Country Roads Angel Network celebrates investment successes, hears new venture pitches

MORGANTOWN – Country Road Angel Network continues to celebrate its mission of fostering West Virginia entrepreneurism. Members met in Wheeling Monday evening to review their successes, get updates on ventures they’ve worked with and hear a couple new pitches.

CRAN – for short – was formed in 2019 to provide early stage seed funding for entrepreneurs. President Judy Moore said they’ve grown to 35 member investors (from 32 when we last reported on CRAN in November) and invested $1.5 million in seed funds in five companies (three of them from Morgantown), which enabled them to raise $8 million more.

CRAN’s first investment was Morgantown-based Iconic Air, founded by two WVU alumni, Kyle Gillis

and James Carnes, who won the West Virginia Business Plan Competition as juniors.

Their company mission adapted as they learned what the market wanted, Gillis said. “We were just nerds who liked being in a garage and shooting YouTube videos.”

They started with drones collecting air quality data, pivoted to industrial sensing systems, then found their true niche in enterprise software, aggregating carbon emissions data for large oil and gas businesses to help them shrink their carbon footprint.

They’re now working with Diversified Energy, which operates in the Appalachian Basin from Tennessee to Pennsylvania and in the Gulf area of Texas, Oklahoma and Louisiana, and acquires mature assets to optimize them and make them safer and improve the environmental footprint and plug them when they reach the end of their useful lives.

Iconinc Air’s growth plan, Carnes said, includes expanding its staff from 15 people now to 30-50.

One of the two pitches members heard was for a Morgantown company headed by WVU professor Nancy Guo.

Her company, Sostos, she said, is dedicated to accelerating cancer treatments.
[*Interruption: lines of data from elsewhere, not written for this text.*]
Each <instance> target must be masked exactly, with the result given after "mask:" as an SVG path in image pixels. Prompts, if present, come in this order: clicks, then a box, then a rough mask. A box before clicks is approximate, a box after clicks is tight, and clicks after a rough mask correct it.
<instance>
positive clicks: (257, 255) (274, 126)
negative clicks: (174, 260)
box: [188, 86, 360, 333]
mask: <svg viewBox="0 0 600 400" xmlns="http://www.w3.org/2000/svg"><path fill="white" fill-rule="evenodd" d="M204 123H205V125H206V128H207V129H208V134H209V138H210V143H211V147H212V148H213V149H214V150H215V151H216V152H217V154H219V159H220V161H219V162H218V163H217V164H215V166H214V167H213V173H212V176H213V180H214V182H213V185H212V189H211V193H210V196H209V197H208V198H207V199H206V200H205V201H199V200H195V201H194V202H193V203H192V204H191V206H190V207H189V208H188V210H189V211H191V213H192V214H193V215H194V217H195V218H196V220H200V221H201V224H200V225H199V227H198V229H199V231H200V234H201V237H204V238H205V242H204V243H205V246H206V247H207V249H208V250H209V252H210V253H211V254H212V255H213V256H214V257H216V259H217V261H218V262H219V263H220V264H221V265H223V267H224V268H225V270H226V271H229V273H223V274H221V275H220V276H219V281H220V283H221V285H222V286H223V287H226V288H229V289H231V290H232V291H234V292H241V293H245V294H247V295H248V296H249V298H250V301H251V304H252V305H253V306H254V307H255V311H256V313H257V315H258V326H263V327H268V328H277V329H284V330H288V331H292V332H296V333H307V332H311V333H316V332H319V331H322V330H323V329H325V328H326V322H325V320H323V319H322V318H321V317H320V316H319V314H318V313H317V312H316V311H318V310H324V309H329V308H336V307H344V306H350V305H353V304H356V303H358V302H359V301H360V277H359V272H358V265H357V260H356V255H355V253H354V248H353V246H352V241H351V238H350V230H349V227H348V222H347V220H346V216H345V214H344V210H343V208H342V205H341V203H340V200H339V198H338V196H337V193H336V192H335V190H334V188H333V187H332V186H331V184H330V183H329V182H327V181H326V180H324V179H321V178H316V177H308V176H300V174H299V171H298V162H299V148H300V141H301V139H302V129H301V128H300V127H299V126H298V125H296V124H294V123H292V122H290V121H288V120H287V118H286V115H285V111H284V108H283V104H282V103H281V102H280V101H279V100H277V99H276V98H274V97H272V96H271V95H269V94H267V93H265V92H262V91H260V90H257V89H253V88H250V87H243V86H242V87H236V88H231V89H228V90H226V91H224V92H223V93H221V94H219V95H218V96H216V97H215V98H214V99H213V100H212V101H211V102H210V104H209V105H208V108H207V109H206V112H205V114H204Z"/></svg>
Her product is called CATOS – Cancer Treatment Optimization Solutions, starting with cancer screenings and ranging to new drug options for patients who’ve suffered failed therapies.

Tempus genomic sequencing, she said, can develop chemotherapy selection algorithms. And CATOS-LU can predict tumor recurrence, who benefits from chemotherapy and which of the 21 available drugs will benefit a patient in order to implement earlier treatments and improve patients’ chances of longer-term survival.

“People don’t have to waste tome or money or suffer from side effects from the drugs they do not respond to,” she said.

In 2022, she said, she filed 10 patents. This year she’s seeking $1 million seed money, looking toward up to $10 million Series A funding (the first round of funding after seed capital) next year for market expansion for lung cancer treatment.

Members will hear more from Guo and others in the coming weeks.